En route, je discute avec Sammy, j’apprends qu’il est de l’ethnie Kikouyou, (comme dans « Out of Africa !) alors que Jonas est de l’ethnie Kamba. Sammy a 41 ans et est guide depuis 4 ans, ce qui me semble une bonne chose car la réussite d’un safari dépend presque essentiellement de la qualité et des connaissances du guide. Il m’apprend aussi que « safari » est en fait un mot Swahili (une des 42 ethnies présentes au Kenya et aussi la langue officielle du pays) qui signifie simplement « voyager » Sammy me raconte qu’avant il travaillait pour une entreprise de transport qui couvrait toute l’Afrique de l’Est, il conduisait une camionnette de dépannage qui « volait au secours » des conducteurs en panne et il a plusieurs dizaines de milliers de km derrière lui ce qui est une quasi garantie qu’il sera bon chauffeur ! Et ça tombe bien parce que je me rend rapidement compte que très peu d’occidentaux seraient capables de conduire la-bas … en restant vivant !

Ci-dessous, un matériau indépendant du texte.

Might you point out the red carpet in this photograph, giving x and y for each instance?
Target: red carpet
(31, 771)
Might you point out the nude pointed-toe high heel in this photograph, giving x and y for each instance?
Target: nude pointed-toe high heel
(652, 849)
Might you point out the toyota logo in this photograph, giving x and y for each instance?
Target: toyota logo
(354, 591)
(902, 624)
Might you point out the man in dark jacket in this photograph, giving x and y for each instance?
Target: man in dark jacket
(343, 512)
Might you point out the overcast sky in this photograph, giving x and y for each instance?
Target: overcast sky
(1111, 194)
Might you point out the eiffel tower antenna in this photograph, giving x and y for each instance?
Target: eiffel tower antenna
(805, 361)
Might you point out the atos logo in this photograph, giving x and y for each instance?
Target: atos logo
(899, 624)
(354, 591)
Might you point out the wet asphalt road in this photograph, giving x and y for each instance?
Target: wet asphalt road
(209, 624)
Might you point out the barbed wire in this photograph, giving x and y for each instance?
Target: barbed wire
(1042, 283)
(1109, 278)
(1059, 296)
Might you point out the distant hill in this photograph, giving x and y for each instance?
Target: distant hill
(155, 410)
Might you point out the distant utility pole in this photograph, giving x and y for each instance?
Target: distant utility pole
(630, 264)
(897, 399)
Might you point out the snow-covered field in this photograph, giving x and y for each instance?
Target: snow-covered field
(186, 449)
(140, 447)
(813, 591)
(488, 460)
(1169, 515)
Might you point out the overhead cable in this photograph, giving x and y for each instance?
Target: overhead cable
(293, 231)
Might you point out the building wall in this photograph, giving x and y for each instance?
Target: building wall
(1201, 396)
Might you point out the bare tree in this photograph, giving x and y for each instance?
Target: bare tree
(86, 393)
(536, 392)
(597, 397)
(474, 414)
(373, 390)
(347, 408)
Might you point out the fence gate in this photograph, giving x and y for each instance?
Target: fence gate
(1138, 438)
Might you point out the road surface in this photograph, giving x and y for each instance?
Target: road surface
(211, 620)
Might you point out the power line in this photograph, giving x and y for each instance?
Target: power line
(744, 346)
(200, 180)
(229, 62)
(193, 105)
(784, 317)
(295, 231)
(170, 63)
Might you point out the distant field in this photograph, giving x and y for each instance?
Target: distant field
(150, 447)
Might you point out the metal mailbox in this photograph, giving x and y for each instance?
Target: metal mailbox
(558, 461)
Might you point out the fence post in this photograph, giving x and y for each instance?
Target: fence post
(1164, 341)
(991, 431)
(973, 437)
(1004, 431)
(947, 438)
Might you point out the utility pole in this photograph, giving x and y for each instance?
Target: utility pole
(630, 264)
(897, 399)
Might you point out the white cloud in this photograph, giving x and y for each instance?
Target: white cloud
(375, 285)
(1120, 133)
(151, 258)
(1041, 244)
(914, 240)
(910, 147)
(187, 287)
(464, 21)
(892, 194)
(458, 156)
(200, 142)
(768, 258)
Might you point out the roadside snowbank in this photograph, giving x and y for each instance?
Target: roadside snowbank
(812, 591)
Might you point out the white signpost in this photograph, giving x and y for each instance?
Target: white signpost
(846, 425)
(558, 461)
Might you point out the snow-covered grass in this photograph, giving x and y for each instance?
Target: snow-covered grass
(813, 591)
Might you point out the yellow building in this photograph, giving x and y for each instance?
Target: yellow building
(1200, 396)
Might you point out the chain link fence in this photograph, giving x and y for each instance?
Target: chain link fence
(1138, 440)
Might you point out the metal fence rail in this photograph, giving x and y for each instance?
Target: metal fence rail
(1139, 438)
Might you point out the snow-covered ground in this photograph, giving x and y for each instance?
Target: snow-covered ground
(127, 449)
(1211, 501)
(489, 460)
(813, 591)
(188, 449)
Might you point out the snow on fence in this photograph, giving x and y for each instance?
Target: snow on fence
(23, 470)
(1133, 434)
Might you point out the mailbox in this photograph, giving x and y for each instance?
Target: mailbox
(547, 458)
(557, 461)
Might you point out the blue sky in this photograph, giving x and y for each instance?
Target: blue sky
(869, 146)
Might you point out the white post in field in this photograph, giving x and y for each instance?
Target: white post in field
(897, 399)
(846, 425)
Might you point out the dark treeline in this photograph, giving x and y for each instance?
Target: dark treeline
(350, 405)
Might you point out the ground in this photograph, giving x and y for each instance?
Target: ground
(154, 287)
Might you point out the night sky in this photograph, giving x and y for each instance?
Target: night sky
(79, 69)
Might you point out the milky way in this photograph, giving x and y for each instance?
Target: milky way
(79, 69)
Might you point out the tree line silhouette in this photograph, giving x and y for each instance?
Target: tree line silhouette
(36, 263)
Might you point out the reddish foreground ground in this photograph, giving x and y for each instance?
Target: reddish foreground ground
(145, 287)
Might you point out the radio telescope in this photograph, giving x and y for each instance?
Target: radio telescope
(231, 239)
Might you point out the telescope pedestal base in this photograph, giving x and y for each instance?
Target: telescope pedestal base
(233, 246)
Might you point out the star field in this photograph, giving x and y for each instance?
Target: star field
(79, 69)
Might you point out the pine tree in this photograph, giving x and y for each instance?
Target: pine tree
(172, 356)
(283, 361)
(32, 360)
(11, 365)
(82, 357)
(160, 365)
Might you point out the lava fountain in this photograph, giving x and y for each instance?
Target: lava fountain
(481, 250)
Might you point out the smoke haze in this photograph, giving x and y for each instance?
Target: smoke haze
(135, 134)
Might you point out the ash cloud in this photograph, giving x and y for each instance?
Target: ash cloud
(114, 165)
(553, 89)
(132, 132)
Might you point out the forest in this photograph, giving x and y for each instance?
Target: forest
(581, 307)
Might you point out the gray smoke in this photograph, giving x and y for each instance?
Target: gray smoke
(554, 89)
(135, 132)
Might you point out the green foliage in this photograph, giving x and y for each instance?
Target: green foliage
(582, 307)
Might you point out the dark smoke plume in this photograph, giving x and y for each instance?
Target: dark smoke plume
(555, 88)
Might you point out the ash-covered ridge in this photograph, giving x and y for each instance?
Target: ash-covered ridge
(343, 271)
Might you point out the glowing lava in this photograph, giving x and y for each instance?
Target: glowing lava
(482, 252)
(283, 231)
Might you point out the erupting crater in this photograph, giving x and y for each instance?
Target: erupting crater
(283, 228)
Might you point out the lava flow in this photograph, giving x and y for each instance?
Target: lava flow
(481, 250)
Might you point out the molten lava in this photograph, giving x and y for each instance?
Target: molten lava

On s’arrête une vingtaine de km après la sortie de Nairobi pour que Sammy achète de l’eau. Comme par hasard la boutique à coté est un « curio shop» un magasin de souvenirs et une bonne femme vient à ma hauteur pour me convaincre d’acheter quelque chose, ce que je refuse avec le sourire. Quand on repart je crois nécessaire une mise au point avec Sammy : « Je ne suis là QUE pour les animaux, l’aspect artisanat local ne m’intéresse pas et je n’achèterais rien puisque mes souvenirs seront mes photos. J’ai justement voulu un trip seul pour ne pas avoir à supporter Mme Machin qui voudrait faire du shopping à chaque souvenir shop qu’elle verrait donc moins on s’arrêtera dans ce genre de boutique et mieux ça sera. » Il me répond parfaitement comprendre ce que je veux et être persuadé que « ça va le faire » et sans trop savoir pourquoi je sens confusément qu’il a raison …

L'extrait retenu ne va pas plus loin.